DIR: Oliver Parker • WRI: Toby Finlay • PRO: Barnaby Thompson • DOP: Roger Pratt • ED: Guy Bensley • DES: John Beard • CAST: Ben Barnes, Colin Firth, Ben Chaplin, Rebecca Hall
Yet another adaptation of Oscar Wilde’s classic tale of supernatural narcissism, Dorian Gray tells the story of an extraordinarily handsome young man who inherits his grandfather’s valuable estate and finds freedom in a decadent society that craves to exploit his innocence. Upon arriving in London he soon becomes the subject of a portrait by artist Basil Hallward (Ben Chaplin) and makes the acquaintance of the witty Lord Henry (Colin Firth), who consistently and eloquently encourages Dorian to pursue a life of thoughtless indifference and reckless pleasure. After the success of the portrait, Dorian weds a young actress – yet quickly betrays her, with consequences most dire, which he has somehow learned to disregard. Indeed, any possible repercussions for his increasingly heinous deeds are not felt by our leading man – as he develops a lust for attention, pathologically exploiting the desires of those around him while inexplicably never losing his youthful looks. However, with every reckless act of debauchery committed, the portrait on the wall becomes ever-so-slightly more disfigured – until years later as Dorian retains his youthful looks it resembles a man so hideous as to mirror the depraved state of his soul… or something like that.

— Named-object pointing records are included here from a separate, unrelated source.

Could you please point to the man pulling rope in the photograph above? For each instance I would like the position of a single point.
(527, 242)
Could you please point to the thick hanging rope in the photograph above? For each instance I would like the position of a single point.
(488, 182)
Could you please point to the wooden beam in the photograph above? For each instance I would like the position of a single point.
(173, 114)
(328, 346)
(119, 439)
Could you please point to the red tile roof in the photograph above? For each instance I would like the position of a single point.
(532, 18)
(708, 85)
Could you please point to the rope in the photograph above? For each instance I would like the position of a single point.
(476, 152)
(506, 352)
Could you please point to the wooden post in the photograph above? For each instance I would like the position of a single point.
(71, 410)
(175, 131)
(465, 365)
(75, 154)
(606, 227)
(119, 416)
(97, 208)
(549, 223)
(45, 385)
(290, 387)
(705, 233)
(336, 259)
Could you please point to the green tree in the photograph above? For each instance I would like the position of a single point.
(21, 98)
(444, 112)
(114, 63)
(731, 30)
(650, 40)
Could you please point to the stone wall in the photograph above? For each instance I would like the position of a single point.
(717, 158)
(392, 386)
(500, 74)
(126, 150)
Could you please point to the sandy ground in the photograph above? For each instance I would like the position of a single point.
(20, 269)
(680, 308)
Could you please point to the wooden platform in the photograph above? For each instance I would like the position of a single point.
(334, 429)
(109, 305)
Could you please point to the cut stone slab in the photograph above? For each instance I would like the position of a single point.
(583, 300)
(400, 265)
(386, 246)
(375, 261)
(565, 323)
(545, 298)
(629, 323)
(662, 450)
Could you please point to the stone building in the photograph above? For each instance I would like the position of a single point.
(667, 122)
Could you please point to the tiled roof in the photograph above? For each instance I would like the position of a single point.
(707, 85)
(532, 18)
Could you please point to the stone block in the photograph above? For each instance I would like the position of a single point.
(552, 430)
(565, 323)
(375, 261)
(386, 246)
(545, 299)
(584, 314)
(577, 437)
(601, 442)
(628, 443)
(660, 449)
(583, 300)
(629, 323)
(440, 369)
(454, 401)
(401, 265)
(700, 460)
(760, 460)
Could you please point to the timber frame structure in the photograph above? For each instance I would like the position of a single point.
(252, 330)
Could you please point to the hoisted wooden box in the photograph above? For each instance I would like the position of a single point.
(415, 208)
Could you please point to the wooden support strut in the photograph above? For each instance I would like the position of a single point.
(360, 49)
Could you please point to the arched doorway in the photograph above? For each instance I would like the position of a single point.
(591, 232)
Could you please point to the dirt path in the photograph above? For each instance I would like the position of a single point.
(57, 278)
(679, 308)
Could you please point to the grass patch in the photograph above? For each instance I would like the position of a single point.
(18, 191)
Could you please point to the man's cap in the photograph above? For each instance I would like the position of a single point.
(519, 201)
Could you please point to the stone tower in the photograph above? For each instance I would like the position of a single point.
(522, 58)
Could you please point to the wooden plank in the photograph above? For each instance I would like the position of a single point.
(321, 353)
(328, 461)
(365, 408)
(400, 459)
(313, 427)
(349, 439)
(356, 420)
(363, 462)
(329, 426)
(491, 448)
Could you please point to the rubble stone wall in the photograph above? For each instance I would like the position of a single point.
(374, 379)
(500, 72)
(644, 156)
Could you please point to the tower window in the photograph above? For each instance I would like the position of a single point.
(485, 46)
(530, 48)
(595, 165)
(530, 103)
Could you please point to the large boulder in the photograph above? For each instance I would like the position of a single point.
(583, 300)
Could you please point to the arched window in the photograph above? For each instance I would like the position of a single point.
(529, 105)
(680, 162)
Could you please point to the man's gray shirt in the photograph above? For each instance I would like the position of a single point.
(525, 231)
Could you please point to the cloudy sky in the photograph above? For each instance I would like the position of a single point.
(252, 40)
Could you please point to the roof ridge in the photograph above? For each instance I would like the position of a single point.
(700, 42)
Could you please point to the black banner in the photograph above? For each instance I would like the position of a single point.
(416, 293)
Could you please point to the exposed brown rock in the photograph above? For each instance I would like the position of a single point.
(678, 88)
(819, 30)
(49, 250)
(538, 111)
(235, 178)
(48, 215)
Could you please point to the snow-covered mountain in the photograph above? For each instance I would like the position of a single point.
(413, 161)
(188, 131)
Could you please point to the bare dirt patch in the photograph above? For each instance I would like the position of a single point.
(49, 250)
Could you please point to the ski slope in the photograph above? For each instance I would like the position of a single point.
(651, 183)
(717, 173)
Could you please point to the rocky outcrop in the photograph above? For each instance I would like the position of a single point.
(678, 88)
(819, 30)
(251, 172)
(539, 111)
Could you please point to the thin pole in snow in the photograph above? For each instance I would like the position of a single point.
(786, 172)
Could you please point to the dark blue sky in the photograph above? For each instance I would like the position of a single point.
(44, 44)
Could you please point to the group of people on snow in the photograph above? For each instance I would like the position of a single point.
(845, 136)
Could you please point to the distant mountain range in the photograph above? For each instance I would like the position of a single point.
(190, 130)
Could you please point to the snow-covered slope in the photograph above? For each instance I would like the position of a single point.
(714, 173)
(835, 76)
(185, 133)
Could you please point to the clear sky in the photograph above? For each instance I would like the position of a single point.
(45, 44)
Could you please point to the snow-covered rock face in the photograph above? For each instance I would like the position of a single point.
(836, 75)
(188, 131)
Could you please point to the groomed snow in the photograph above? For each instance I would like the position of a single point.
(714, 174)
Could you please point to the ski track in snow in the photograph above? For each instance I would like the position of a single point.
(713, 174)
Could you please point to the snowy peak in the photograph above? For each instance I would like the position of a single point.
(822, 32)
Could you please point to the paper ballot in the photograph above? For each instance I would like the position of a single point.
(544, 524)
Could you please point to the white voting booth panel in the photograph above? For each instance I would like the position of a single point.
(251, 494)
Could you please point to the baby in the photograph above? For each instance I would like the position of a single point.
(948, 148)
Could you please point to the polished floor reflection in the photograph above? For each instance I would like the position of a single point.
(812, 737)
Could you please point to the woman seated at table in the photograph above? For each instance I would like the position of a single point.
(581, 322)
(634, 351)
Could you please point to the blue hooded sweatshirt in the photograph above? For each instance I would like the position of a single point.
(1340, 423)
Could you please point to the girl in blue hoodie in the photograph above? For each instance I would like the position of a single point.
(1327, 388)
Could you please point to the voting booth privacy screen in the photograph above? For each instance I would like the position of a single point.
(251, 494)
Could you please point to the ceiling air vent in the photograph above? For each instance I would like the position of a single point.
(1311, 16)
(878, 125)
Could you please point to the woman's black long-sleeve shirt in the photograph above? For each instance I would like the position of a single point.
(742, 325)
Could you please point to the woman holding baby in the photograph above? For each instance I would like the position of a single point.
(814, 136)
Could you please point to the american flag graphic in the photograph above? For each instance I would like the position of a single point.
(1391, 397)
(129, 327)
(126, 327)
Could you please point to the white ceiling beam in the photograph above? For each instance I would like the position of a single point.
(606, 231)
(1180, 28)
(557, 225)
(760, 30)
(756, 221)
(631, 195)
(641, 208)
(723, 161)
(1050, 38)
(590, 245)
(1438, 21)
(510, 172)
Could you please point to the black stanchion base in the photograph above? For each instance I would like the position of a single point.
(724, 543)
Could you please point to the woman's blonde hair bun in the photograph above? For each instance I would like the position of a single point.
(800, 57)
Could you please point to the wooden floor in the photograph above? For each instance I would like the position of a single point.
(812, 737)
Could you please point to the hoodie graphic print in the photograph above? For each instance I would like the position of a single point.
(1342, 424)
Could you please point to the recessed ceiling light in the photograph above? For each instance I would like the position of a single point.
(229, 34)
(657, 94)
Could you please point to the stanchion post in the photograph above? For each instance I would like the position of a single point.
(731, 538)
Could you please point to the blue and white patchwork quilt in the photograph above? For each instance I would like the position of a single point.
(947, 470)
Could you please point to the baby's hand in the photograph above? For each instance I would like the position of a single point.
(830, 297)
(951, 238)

Director Oliver Parker drenches this piece in lavish yet heavy-handed Gothic atmosphere, indulging occasionally in electro-synth and blatant CGI that does not inspire confidence in his vision of the story – which is one that lacks any deliberate flourishes whatsoever. The initial promise of the first act descends into a series of absurd situations strewn together by truly shoddy editing, providing little incentive for audiences to care about this preening egomaniac. Ben Barnes is suitably vacuous in the leading role, playing the hedonistic pretty-boy without a hint of irony – as an exercise in calculated charisma he excels, but without any extra layer of genuine emotion the performance doesn’t hold much merit. Elsewhere Firth and Chaplin are well-cast and amusing in their roles but are left hanging by a weak screenplay. The supporting players also feature the dependable Fiona Shaw as Lord Henry’s jovial aunt while rising star Rebecca Hall is relegated to an afterthought of a love interest. Unfortunately, on the whole, this film does not deliver. Even as the somewhat trashy middle-brow version for contemporary teens it pertains to be, as it plods to a weak finale that barely makes an impact, partly due to the less than stellar production values, but mostly due to the failure of the screenplay to adequately raise the stakes. So, hardly worth catching on the gimmicky release date, but perhaps a camp guilty pleasure to catch on the box some Halloween.